The cleanup will start 9 a.m. Saturday.
If we complete the cleanup this weekend, we will have the ceremony, said Charles Hibbard, deputy commander of the civil air patrol unit. If we can't finish on Sunday, we will have the ceremony when we finish.
He said the group also has arranged to place flags on the gravestones of all veterans.
The unit has agreed to help inmates from the Hamilton County Probation Department clean up the 14-acre cemetery.
Mr. Hibbard said they will also search for missing gravestones, specifically that of Charles Smart, a World War I veteran whose gravestone is among 237 misplaced graves of African-Americans.
The cemetery, which holds 1,388 veterans, is scattered along a hillside in Anderson Township off Sutton Road. Some of the gravestones have been washed out of place and some are covered with weeds and high grass.
County records show a tangled ownership involving the original owners, Guy Lancaster, his brother Roy, and the Hillcrest Cemetery Association.
A 60-foot strip road right of way, which cuts through the cemetery, is owned by the county, but there are no graves on that land.
Nobody claims ownership. Nobody wants it.
The final disposition of ownership may rest with Donald Lancaster of Villa Hills, a nephew of the original owner, Guy Lancaster, and son of Roy Lancaster.
Donald Lancaster, 74, a retired vice president of the former Central Trust Bank, said he recalls that the cemetery was sold to a church in 1966. That is the year county records show Union Baptist Church in the West End became caretaker of the cemetery, but there is no record of a sale.
John Nolan, chairman of the church's board of trustees, said the church never owned any part of the cemetery.
Donald Lancaster said he wants to do what he can to clear deeds to the cemetery.
I am probably the closest relative left, he said. I would be willing to deed it over to whoever wants it if I can legally do that. I have no interest in the cemetery.
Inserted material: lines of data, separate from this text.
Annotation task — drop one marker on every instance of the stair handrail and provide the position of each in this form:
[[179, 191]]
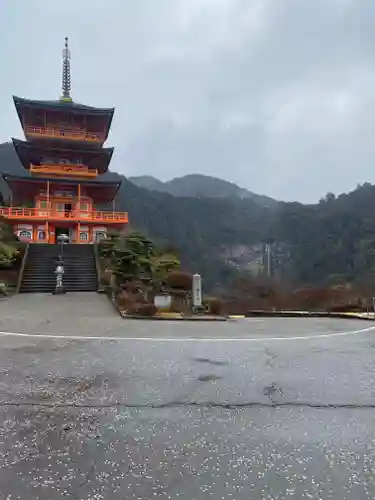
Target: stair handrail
[[98, 269], [20, 275]]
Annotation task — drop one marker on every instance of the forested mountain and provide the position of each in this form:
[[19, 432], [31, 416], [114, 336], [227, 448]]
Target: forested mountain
[[332, 241], [201, 186]]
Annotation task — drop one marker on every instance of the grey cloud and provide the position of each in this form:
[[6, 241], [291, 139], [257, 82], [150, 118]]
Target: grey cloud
[[276, 95]]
The history of the 73-year-old cemetery is confusing. County records show that Guy Lancaster started the cemetery in July 1926. He set aside a section for African-American soldiers who couldn't get buried in other cemeteries because of their color.
Guy Lancaster retired and went to Florida in 1960. Donald Lancaster said his uncle died in St. Petersburg, Fla., in August 1970 and was buried there.
His father, Roy Lancaster, died in October 1970 in Independence and is buried in Highland and Independence Cemeteries in Fort Mitchell.
The Hillcrest Cemetery Association Inc. was listed as defunct in August 1991 by the Ohio secretary of state's office.
I never knew my father owned part of the cemetery, Donald Lancaster said. I knew he worked at the cemetery with my uncle. I am surprised that the records show that he owned part of it.
He said his uncle never had children. His aunt, Elsie Lancaster, is also deceased.
Dan Mistler, a real estate lawyer who does work for Donald Lancaster, said he thinks Mr. Lancaster is the only person left to deed the cemetery to whoever wants it.